THE MEANING OF LIFE
People who follow one of the major religions don’t have to worry about finding the meaning of life. It’s spelled out for them. The major religions all prescribe the same attitudes and behaviors: treating others kindly, being honest and faithful, respecting parents and elders, obeying the laws, observing moral behavior, etc.
For those who don’t practice a religion, orienting oneself in the world is more problematic. The moral force of religion has diminished greatly over the past century. This, while the complexities and ambiguities of life grow ever more complex and ambiguous. We face more choices with fewer guidelines. We still need spiritual growth.
Secular people need a compass, too, or they won’t know where they’re going. How do you find the purpose of living if you don’t have a religion to tell you what it is? And what happens to you if you lack understanding of your life’s purpose? The path of least resistance beckons. And that’s not necessarily the best path to travel.
Personal and emotional maturity might be a reasonable goal for the secular individual. This means cultivating the self, learning the lessons of life, reaching one’s own potential. We have a “higher self”, even if we have no God. Our higher self wants us to be better.

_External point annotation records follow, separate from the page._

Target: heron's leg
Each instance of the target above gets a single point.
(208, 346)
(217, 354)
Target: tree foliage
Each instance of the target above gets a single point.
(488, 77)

Living in the world, doing business, having relationships and loving, we have opportunities to learn and grow. Allowing our experiences to affect and change us, we continually replenish ourselves, gaining wisdom and awareness. Eventually, we figure out what’s important and cultivate that which matters to us. If we look for our best self along the way and try to express that, we discover the virtues of maturity: patience, tolerance, forgiveness, compassion, generosity, wisdom, courage and faith. These bring us peace and fulfillment at last. Do we need a higher goal than that in this life?